Her optimism overflows following her early success.
“I just had a feeling it would work out.”
“If you start off knowing that it’s going to work out and you work as hard as you can, it will. At anything.”
(EDITOR’S NOTE: Yes, I too wonder what she’s been smoking…. but then realize that’s a stupid question.)
Middlebrook stocks about 20 strains of cannabis in the Sticky Leaf Cannabis Shop, a storefront that she opened last June with bongs and other cannabis-smoking accessories.
“Just like any other recreational cannabis shop, it’s purchased through the Cannabis and Liquor Board directly,” she said of her cannabis supply. “That way it goes through the right quality controls so you know exactly what you’re getting every time.”
She helps clients choose their product based on how they’d like to feel from it and said there was ample information about cannabis online to get her started.

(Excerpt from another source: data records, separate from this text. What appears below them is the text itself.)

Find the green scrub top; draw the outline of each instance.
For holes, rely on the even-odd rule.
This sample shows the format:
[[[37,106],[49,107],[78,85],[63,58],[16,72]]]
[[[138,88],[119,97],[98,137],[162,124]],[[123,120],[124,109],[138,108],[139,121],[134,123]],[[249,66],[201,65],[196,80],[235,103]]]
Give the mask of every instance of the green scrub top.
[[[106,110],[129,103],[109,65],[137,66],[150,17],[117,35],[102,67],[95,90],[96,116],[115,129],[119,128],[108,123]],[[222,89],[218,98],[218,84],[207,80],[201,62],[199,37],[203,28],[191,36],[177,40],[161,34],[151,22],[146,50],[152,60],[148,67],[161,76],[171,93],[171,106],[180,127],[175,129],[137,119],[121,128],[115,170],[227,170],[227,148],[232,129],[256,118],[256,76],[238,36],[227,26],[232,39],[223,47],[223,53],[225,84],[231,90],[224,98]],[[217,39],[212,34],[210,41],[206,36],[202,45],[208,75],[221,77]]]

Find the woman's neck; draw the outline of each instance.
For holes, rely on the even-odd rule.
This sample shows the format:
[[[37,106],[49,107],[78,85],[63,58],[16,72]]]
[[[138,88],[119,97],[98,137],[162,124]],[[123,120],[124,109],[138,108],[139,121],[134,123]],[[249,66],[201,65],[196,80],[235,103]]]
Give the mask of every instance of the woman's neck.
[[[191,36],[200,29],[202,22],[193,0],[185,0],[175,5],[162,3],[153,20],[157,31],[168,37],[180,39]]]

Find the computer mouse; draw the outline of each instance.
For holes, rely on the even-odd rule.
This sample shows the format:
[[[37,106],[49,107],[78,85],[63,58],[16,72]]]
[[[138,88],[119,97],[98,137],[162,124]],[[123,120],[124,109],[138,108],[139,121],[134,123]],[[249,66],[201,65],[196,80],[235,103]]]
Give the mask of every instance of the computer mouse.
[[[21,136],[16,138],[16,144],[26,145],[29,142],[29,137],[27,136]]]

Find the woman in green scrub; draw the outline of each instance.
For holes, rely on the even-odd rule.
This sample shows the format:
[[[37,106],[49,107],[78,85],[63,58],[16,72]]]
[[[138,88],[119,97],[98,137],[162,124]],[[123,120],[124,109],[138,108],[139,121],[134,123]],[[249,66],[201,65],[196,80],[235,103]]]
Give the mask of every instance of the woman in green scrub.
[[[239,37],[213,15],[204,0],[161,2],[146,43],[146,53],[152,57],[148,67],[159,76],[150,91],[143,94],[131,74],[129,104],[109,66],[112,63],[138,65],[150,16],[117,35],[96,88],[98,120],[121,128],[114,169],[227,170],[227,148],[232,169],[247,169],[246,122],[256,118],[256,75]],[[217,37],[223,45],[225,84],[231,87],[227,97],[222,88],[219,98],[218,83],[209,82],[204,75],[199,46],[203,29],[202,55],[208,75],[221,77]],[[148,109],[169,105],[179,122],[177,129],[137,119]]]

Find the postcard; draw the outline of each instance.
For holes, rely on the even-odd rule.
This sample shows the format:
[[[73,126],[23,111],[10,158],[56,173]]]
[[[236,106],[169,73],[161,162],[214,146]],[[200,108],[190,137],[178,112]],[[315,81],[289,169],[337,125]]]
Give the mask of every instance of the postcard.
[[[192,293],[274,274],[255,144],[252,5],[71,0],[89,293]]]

Her youthful exuberance shows in her posts on social media, something she’s now much more cautious about due to licencing regulations.
She believes she might be the youngest licencee in B.C., so far.
And when it comes to safety, Middlebrook assures her shop is outfitted with video surveillance as is required for all cannabis and liquor sales in B.C.
“I feel just as safe as an employee would feel in a liquor store,” she said.
The young cannabis retailer believes business across Canada will continue to trend upwards.
“I think there’s a lot of people against it because of the stigma that it had in the past,” said Middlebrook.
“I think that as the stigma goes down, of course, a lot of people are going to want to try it out.”
According to Stats Canada, during the first quarter of 2019, 646,000 cannabis users reported trying cannabis for the very first time.